By Walt Boyes, Editor in Chief
Times are tough. If we have a job, we worry about keeping it. If we have debt, we're worrying about paying it off. The recession is over, they tell us. Yeah, sure. The economy stinks. In Aurora, Ill., the second largest city in Illinois (yes, Chicago is waaay bigger), the IBEW (electricians) union local is nearing bankruptcy and takeover by the international tional union because none of its members are working. The union hall sits about six miles from a very large Caterpillar plant and a Dial soap plant. Apparently neither plant hires union electricians and automation technicians.
The problem with the economy, they say, is that consumer spending is down, so manufacturers are reluctant to hire because demand for goods and services is down. You may see where this is going. Consumer spending is down because all of us consumers are consumed with worry about the economy, our jobs, the negative value of our houses and whether we will have enough savings to retire on. So we're suddenly saving like squirrels.
For decades now, the jobs to which we devoted more than 110% effort have been going south or west—and offshore. The average consumer's income is flat or down over the last decade, while manufacturers and sources of capital like banks are reporting record profits.

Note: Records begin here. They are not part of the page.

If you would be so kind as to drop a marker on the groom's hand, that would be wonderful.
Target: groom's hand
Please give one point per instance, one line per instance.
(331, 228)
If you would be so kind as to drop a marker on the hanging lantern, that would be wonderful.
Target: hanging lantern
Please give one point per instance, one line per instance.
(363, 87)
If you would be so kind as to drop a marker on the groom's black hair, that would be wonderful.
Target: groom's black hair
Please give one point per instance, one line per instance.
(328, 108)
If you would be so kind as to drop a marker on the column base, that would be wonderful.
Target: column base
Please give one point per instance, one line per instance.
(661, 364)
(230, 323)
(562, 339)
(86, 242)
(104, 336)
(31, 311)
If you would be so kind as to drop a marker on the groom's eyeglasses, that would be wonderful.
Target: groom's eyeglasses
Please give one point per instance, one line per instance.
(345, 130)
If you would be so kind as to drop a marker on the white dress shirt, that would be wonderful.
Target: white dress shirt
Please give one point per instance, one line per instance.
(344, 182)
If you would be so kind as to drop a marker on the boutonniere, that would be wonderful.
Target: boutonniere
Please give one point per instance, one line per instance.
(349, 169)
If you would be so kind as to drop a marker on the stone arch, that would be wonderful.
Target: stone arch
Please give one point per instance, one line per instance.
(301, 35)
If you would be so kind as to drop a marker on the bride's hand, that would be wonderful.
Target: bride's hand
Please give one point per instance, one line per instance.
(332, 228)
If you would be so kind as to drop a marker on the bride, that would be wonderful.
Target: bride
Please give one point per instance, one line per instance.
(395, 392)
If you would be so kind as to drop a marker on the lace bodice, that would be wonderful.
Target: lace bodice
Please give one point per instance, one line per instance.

The government (all governments around the world) bailed out banks and large corporations in 2009, but did nothing to bail out the consumers. Terrified, consumers are fighting back the only way they know how. They're trying to become savers after two generations of profligate spending. The more savings you have, the less likely you are to be eating canned cat food when you retire. And remember, we Baby Boomers are retiring in droves right now, with our retirement planning in tatters and our investments in shreds. So consumers aren't consuming, and companies are retrenching into another recession which, of course, will make consumers consume even less.

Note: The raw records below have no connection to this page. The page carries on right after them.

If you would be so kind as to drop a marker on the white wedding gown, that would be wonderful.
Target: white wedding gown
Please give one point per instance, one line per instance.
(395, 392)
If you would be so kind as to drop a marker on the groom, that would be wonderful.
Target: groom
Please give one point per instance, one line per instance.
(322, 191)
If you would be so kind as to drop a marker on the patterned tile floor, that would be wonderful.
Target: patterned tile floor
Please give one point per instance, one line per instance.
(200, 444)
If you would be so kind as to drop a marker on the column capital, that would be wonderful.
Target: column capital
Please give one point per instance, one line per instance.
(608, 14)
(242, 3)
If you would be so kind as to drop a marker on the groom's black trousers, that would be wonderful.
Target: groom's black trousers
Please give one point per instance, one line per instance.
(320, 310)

According to a recent study by the Institute for Policy Studies (www.ips-dc.org/campaigns/tax-dodging-ceos/index.php), the top 25 U.S. companies paid more to their CEOs than they paid in both federal and state taxes.
There have been two grass roots movements in manufacturing and general business in the past decade or longer. The first is sustainability, which has gotten a great deal of traction. The other is corporate social responsibility, which has not.

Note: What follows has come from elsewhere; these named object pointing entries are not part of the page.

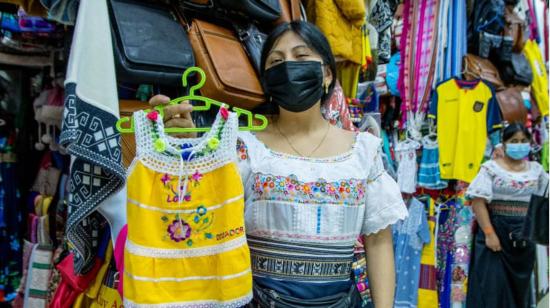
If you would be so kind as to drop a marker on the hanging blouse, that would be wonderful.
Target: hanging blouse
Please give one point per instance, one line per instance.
(186, 244)
(303, 215)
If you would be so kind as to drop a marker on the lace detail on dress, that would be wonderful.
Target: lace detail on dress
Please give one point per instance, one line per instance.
(219, 142)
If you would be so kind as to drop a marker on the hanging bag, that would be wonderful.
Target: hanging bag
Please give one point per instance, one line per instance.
(150, 45)
(478, 68)
(535, 227)
(518, 71)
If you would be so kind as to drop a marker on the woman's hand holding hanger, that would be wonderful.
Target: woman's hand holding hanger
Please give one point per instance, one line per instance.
(176, 115)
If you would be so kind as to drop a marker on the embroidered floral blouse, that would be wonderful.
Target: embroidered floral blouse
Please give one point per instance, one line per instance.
(493, 182)
(303, 215)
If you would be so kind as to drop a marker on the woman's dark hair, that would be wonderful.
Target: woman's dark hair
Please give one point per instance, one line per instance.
(510, 130)
(314, 39)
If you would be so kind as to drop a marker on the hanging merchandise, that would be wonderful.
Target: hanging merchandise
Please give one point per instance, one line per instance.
(429, 176)
(407, 166)
(467, 112)
(342, 23)
(540, 77)
(88, 131)
(427, 290)
(409, 236)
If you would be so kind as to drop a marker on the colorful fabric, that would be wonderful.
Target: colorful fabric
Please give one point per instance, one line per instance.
(409, 236)
(186, 240)
(427, 289)
(467, 112)
(540, 76)
(429, 176)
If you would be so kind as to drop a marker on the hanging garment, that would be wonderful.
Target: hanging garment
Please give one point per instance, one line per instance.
(186, 242)
(407, 166)
(427, 289)
(540, 76)
(467, 111)
(503, 279)
(429, 176)
(409, 236)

It is obvious why sustainability has "legs."
Not only is it good public relations, but also it produces measurable value in the savings and productivity improvements.
It is also very easy to see why the corporate social responsibility movement has gained so little traction: There is no added, measureable value to the corporation in demonstrating social responsibility.
I think a lot of us way down here in the middle class see what's going on, and that's what is spurring a whole set of previously wildly spending consumers to transform nearly overnight into desperate people trying to save as much of their income as they can.
It seems to me that there's a vicious cycle here. Companies have completely different priorities and perceived values than their employees. They believe that they can simply move offshore to a new group of profligate consumers in China and India and Brazil, letting their U.S. workers fall by the wayside. That way, the CEOs won't have to give up their lifestyles for the sake of corporate social responsibility.
If you want to keep your job, your savings, your retirement and your health care benefits, it is certainly time to make your voice heard. We can transform the vicious cycle into a virtuous cycle by making corporate social responsibility as important as sustainability. It's a matter of value.